Opposing to physical activity, the increase of fruit and decrease of fats and oils consumption was found to be related to the favourable BMI changes observed for the IG children in the multiple regression model. These findings are in accordance with previous studies showing that by decreasing ‘unhealthy’ foods but mostly by increasing ‘healthy’ foods i.e. fruit, significant reductions in BMI can be attained.25,59,60 The regression analysis also showed that the favourable effects observed in the IG pupils for both diastolic and systolic blood pressure could be attributed to the reduction observed in BMI values. Previous studies have also found that fruit consumption and BMI are inversely correlated to blood pressure in both children and adolescents.61–63

In conclusion, the positive findings of the present study are of particular interest considering the scarcity of studies, with respect to the effects of interventions on obesity indices and blood pressure.64–66 The positive changes observed in this study could be mainly attributed to the systematic approach used, as it was based on the results of the TPB questionnaires and could therefore address children's actual needs, attitudes and perceived barriers. The favourable changes in the IG were achieved by the use of measures aiming to reduce the barriers in accessing physical activity areas53 but also by increasing the availability of ‘healthy’ food options. In that context, our results highlight the importance of developing a social and physical environment which encourages and promotes balanced eating behaviours and extra-curricular access to physical activity venues, so that children's BMI and blood pressure indices can be improved.23,67,68 These results can be applicable in other regions in Greece, since the intervention module can be easily incorporated in the existing school curriculum. In addition, given that Ioannina is considered as an economically disadvantaged region of Greece, an increase of the fruit and vegetable availability at home could be easier to be achieved in other more economically robust regions or higher educated populations.69 Taking into consideration the tracking of these indices from childhood to adulthood,70 the inclusion of the above mentioned components in health and nutrition education programmes seems to be an effective tool in tackling chronic disease risk factors early in life.
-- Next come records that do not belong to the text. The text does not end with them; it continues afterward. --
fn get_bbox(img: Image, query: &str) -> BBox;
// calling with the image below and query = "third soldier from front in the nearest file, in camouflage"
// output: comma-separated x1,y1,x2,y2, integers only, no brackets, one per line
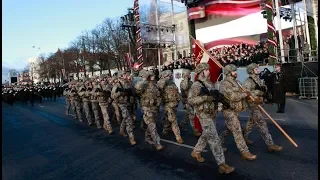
111,71,136,145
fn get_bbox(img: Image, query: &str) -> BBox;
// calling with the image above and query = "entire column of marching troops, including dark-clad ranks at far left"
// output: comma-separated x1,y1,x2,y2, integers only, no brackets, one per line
2,63,282,174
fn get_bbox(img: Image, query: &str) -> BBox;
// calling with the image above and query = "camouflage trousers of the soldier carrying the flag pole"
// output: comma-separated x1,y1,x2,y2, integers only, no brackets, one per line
220,110,249,153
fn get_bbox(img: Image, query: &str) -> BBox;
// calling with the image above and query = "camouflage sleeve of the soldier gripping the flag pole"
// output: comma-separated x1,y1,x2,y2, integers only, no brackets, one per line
220,81,247,102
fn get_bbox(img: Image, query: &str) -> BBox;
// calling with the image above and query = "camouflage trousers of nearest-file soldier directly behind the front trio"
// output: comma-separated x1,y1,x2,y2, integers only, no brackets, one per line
142,107,160,146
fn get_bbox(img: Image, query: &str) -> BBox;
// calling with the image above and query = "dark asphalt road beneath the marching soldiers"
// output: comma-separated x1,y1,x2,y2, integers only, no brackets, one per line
2,98,318,180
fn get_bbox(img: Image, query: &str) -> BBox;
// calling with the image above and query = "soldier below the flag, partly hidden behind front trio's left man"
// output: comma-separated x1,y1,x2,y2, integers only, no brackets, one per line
180,69,201,136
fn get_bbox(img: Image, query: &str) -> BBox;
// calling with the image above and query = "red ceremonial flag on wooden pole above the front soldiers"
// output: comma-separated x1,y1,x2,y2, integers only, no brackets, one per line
192,39,222,132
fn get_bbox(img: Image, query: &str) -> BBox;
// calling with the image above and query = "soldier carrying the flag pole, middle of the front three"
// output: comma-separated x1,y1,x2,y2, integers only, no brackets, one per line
220,64,257,160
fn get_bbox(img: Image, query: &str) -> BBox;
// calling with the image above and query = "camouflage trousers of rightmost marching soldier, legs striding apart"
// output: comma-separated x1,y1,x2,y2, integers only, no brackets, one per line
243,109,274,146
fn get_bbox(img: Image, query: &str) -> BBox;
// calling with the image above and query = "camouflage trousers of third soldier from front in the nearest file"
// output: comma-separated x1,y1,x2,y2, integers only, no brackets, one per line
118,104,134,138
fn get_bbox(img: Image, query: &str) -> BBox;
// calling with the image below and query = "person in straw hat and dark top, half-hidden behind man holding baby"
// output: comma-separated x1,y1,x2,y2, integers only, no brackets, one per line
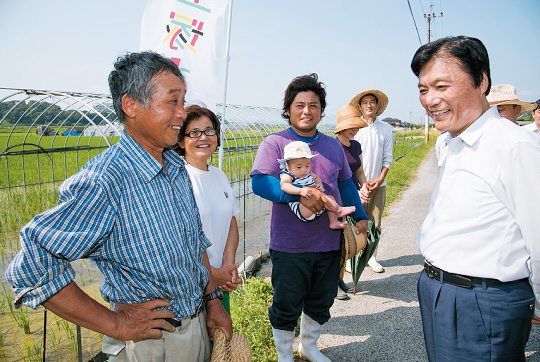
334,105,369,300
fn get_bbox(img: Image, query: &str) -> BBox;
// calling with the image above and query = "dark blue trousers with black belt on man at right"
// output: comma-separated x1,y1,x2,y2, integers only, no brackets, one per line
418,271,534,362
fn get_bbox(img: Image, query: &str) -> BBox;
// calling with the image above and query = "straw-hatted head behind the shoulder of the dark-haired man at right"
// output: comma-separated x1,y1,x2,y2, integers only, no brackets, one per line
487,84,535,123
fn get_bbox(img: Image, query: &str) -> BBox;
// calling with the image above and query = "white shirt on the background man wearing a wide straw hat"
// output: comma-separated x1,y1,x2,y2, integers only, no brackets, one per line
354,117,394,186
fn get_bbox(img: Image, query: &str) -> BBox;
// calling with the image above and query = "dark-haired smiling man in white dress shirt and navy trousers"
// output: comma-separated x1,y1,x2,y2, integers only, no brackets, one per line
411,36,540,362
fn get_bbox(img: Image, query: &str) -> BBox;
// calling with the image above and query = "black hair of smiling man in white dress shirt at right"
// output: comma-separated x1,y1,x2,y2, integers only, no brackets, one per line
411,35,491,96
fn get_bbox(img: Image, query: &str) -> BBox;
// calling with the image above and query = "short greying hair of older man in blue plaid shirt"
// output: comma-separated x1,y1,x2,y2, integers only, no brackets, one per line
109,51,185,123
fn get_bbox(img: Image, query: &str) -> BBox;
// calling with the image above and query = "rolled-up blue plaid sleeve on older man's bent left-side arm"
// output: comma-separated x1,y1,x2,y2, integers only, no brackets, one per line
6,173,116,309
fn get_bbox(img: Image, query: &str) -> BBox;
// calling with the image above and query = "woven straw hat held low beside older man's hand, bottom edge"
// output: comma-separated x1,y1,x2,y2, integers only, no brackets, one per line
210,328,251,362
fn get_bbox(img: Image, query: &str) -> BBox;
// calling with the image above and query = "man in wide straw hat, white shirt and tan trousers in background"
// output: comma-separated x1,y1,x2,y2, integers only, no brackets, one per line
349,89,394,273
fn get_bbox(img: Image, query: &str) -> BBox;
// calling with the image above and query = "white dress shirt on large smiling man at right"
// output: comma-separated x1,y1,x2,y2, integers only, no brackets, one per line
416,107,540,316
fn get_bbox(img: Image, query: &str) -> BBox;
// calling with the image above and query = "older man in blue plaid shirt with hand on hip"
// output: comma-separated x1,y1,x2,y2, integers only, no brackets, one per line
6,52,232,361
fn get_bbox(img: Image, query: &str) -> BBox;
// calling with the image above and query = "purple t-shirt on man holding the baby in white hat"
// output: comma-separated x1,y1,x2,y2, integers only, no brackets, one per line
251,129,351,253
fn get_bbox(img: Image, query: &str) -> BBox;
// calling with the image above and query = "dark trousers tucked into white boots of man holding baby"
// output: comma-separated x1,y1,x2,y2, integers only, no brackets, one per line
268,249,341,331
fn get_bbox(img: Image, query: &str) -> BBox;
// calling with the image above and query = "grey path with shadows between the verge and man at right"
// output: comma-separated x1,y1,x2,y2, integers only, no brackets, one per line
319,151,540,362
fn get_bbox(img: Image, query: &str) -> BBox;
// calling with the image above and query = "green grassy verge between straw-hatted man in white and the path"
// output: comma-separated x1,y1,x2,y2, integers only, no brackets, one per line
383,140,435,215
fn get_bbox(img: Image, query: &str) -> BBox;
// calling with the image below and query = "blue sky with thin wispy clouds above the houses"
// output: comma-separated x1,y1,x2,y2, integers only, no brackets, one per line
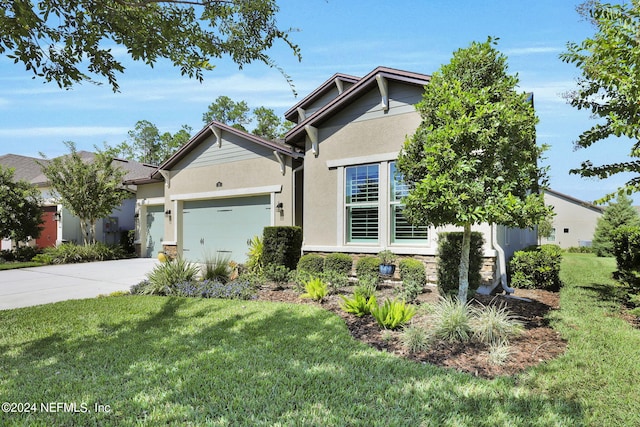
0,0,640,206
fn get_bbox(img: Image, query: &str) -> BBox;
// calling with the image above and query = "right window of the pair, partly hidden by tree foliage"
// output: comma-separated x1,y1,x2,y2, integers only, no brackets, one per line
389,162,429,243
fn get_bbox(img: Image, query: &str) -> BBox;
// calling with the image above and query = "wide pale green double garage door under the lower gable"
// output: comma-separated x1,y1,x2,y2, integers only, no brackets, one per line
182,195,271,262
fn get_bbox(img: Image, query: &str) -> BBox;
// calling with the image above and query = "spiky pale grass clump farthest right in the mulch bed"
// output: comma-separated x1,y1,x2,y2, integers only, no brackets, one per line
471,304,524,344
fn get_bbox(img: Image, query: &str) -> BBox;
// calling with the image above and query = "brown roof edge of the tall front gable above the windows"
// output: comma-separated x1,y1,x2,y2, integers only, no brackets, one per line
285,67,431,145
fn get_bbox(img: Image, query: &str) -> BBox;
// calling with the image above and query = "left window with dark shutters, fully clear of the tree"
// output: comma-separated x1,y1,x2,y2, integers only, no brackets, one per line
345,164,380,243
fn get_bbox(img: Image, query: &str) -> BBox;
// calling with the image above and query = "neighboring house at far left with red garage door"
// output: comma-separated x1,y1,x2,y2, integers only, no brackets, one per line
0,151,156,249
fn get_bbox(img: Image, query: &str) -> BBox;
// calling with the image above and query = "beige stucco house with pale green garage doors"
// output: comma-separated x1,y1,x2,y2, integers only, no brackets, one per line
131,67,537,286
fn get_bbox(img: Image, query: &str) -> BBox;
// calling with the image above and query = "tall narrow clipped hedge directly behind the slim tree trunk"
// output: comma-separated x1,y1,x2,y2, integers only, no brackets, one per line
437,231,484,296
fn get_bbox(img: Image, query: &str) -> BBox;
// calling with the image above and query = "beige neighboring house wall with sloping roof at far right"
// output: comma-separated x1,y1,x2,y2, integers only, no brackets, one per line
540,189,604,249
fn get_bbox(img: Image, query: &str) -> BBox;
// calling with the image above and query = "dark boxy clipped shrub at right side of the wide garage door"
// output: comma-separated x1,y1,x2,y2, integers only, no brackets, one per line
262,226,302,270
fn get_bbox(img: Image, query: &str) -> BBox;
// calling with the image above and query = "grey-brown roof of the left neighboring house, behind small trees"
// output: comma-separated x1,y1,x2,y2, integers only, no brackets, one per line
0,151,157,187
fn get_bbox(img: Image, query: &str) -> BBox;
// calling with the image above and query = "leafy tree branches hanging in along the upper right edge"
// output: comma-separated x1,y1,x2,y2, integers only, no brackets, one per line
560,0,640,202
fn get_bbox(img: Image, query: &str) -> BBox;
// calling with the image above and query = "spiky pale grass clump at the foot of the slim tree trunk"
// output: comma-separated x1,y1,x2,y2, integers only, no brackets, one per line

We thank Prof. Haralampos M. Moutsopoulos, Department of Pathophysiology, School of Medicine, University of Athens, for his guidance and assistance in completing the study. The valuable contribution of Chrisanthy Vlachaki, Zoi Bouloubasi and Marianna Zappi regarding dietary data analysis and Tina Louisa Cook regarding analysis of the TPB questionnaires is also acknowledged.

Conflicts of interest: None declared.

Key points

  • Environmental changes that improved accessibility to playgrounds and schoolyards in the afternoon resulted in an increase of the extracurricular physical activity of children.

  • Increased availability of fruits at home and parental support resulted in positive changes in fruit consumption.

  • An intervention addressing the main behavioural, normative and control beliefs of schoolchildren was found to be successful in lowering their BMI and blood pressure.